Il dipinto mostra dettagli di grande intensità, come l’invenzione della croce composta da semplice legno legato con delle corde e illuminato da un sottile filo di luce che ne definisce i contorni, oppure il bellissimo particolare della vegetazione che si staglia sull’alba; quest’ultimo dettaglio compare in altre opere di questi anni, come nel “San Francesco inginocchiato in contemplazione del crocifisso” di Bologna (1645*****).
A questo punto occorrerebbe una maggiore disamina del dipinto e analizzare se tutta l’opera sia più o meno autografa del maestro; certi particolari, come la roccia, sembrano di fattura più debole, esercizi più di maniera, forse.
Sappiamo che il Guercino si serviva di una folta schiera di collaboratori, uno dei quali, Lorenzo Gennari, nel 1647 risulta trasferito a Rimini. Ciò spiega perché il Malvasia lo chiama ‘Ariminese’******. Appare però improbabile che sia la mano di Gennari, in quanto la sua pittura riflette lo stile del Guercino che precede il suo viaggio a Roma nel 1621-1623 e quella del cambiamento di stile che avvenne al suo ritorno e che si protrasse sino agli inizi degli anni Trenta.
“L’ipotesi più affascinante è scoprire come mai l’opera è giunta a Misano nella chiesa del convento di san Girolamo e finora passata del tutto inosservata. Tanto che le fonti locali o non la citano affatto e l’attribuiscono erroneamente alla scuola tedesca*******. Guercino ha avuto forte relazioni con Rimini attraverso un commerciante della città, Francesco Manganoni, che acquistò una ventina di quadri dall’artista dal 1659 in poi. Però questo dipinto non reca il timbro della collezione Manganoni. Anche se si potrebbe ipotizzare un possibile legame tra questa famiglia riminse e qualche famiglia locale, come i Simbeni. Oppure, potrebbe esser stato realizzato per qualche oratorio dei gerosolimitani e in seguito alla soppressione napoleonica pervenuto al convento di Misano Adriatico, completato nel 1902. Il legame dell’artista col territorio lo si può leggere nella parrocchiale di Misano Adriatico, dove è custodita una copia della fine del ‘600 raffigurante santa Barbara, forse dovuta al pittore riminese Angelo Sarzetti********. Tutte queste ipotesi vanno approfondite attraverso una lettura attenta del “Libro dei conti” dell’artista, delle guide locali, o dei documenti d’archivio, come sarebbe interessante approfondire le vicende compositive dell’opera attraverso la ricerca di eventuali disegni preparatori, o copie di allievi, ammesso che ne esistano”.

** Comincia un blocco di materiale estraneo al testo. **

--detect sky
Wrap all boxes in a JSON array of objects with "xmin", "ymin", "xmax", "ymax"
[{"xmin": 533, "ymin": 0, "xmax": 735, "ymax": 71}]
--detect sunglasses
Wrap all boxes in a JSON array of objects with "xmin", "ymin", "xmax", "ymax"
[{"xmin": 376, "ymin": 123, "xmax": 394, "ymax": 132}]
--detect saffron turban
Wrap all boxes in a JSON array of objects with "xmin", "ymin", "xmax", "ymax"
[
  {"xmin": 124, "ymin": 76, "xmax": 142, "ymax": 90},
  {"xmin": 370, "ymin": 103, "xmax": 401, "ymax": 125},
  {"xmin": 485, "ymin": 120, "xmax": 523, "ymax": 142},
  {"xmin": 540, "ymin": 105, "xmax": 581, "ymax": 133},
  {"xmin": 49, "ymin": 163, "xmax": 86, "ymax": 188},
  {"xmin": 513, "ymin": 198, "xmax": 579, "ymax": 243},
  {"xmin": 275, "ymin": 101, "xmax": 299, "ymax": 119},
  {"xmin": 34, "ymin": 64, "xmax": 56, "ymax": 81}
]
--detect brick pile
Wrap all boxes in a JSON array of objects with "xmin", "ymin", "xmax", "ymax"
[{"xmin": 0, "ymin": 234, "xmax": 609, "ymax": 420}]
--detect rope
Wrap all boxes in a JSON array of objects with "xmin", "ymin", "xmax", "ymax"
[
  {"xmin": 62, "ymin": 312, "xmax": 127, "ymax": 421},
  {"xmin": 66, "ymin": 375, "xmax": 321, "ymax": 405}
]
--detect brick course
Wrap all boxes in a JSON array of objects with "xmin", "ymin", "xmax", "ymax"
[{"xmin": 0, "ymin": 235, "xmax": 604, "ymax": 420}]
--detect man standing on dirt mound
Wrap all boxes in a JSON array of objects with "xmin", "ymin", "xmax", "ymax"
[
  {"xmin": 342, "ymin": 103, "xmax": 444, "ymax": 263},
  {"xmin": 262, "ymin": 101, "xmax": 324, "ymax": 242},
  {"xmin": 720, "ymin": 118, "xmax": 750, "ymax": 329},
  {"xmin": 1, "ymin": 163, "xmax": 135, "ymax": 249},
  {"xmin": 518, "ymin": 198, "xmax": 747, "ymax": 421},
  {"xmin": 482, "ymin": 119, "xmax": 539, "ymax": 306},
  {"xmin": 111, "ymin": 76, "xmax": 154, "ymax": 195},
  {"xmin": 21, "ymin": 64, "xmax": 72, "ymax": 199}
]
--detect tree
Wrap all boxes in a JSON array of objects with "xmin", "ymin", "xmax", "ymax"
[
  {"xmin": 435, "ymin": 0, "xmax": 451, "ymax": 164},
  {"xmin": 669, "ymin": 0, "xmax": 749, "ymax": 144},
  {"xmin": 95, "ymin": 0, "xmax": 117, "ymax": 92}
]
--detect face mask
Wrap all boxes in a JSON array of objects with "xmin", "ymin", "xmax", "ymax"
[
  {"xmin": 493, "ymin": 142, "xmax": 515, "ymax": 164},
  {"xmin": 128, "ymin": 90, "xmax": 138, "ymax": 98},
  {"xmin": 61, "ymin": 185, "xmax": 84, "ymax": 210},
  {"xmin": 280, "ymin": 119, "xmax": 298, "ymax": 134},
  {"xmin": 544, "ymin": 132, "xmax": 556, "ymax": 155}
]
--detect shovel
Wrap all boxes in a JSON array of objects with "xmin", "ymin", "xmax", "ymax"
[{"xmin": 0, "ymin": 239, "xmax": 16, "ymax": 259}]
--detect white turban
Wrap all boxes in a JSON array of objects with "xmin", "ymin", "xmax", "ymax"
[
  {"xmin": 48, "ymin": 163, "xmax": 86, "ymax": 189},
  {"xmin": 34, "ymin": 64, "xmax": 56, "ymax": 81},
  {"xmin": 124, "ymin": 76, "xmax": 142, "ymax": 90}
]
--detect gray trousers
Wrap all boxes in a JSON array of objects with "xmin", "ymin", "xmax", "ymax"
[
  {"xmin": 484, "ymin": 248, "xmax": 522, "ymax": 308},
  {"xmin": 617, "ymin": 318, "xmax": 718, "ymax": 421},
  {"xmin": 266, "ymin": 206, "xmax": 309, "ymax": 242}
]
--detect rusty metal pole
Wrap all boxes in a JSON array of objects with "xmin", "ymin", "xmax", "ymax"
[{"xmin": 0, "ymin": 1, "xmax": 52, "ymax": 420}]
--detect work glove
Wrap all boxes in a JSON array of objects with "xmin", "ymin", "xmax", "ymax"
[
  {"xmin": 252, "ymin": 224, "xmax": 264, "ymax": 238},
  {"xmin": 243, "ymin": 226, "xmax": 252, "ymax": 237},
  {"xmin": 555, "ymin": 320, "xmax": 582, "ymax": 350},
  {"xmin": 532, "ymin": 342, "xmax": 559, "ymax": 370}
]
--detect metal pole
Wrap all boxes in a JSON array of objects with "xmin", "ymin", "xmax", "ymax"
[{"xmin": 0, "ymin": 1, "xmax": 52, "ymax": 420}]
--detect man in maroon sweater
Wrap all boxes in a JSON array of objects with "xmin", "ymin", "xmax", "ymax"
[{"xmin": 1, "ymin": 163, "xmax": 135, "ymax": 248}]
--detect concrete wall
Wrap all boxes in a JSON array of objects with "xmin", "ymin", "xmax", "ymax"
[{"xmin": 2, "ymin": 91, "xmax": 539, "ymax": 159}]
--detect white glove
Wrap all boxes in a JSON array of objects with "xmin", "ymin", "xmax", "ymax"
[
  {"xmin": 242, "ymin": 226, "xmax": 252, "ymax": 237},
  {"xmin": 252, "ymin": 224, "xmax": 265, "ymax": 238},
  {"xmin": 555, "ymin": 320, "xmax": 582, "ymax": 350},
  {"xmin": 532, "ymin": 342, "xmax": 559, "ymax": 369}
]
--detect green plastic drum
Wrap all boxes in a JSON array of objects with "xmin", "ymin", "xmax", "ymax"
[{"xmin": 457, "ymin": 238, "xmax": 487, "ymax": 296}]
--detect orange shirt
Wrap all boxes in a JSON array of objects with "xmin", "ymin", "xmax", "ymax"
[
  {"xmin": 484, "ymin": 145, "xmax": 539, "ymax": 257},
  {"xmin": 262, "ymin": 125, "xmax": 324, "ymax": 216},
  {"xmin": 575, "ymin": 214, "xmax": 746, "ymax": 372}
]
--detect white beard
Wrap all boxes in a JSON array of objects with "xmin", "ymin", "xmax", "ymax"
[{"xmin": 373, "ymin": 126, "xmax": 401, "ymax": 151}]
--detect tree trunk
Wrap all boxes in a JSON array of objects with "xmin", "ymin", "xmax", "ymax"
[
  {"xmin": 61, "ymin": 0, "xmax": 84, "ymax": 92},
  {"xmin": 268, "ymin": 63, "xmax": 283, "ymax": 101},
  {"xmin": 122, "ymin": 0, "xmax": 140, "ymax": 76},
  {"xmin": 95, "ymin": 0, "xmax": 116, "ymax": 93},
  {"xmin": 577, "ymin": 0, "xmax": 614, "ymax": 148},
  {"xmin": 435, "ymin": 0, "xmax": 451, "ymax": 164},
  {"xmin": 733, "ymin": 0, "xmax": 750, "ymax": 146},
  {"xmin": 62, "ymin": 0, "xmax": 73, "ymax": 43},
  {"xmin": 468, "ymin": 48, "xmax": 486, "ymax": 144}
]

La rivelazione di quest’opera ai misanesi e ai riminesi è offerta quale simbolo del loro patrimonio artistico, troppo spesso malauguratamente disperso, o non del tutto conosciuto.
Note
*L. Salerno, “I dipinti del Guercino”, Roma, 1988, tavola 11, tavola 13, figura 60.

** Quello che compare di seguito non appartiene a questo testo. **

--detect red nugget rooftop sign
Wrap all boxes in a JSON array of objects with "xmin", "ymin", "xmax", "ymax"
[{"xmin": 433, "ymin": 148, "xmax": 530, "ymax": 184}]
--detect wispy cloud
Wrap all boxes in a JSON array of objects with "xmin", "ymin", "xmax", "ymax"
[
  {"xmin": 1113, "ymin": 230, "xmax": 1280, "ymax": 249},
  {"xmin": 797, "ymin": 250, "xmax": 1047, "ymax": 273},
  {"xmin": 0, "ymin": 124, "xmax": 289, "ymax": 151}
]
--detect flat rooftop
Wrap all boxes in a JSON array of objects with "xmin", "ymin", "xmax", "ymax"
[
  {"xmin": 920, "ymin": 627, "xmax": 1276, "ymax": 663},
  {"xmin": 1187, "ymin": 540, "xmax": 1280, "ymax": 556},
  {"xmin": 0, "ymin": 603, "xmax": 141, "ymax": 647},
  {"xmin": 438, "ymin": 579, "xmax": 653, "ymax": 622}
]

**P. G. Pasini, “Guercino ritrovato, collezioni e committenze riminesi, 1642-1660”, Milano, 2002, tav. 2 (con bibl. prec.).
***L. Salerno, op. cit., fig. 62, fig. 68; “G. F. Barbieri il Guercino, 1591-1666”, catalogo della mostra a cura di sir D. Mahon, Bologna, 1991, fig. 41, fig. 43.
****L. Salerno, op. cit., fig. 264; fig. 265.
*****Il Guercino…, op. cit., fig. 100.
******P. Bagni, “Benedetto Gennari e la bottega del Guercino”, Bologna, 1986, pag. 223-224.
*******V. Rossi, “Misano Adriatico ieri oggi”, Villa Verucchio, 1984, pag. 138-143; idem, “Patrimonio artistico del passato e di oggi” in “Storia di Misano Adriatico dal 1500 ai nostri giorni 2”, Rimini, 1993, pag. 170.
********P. G. Pasini, op. cit. fig. 5.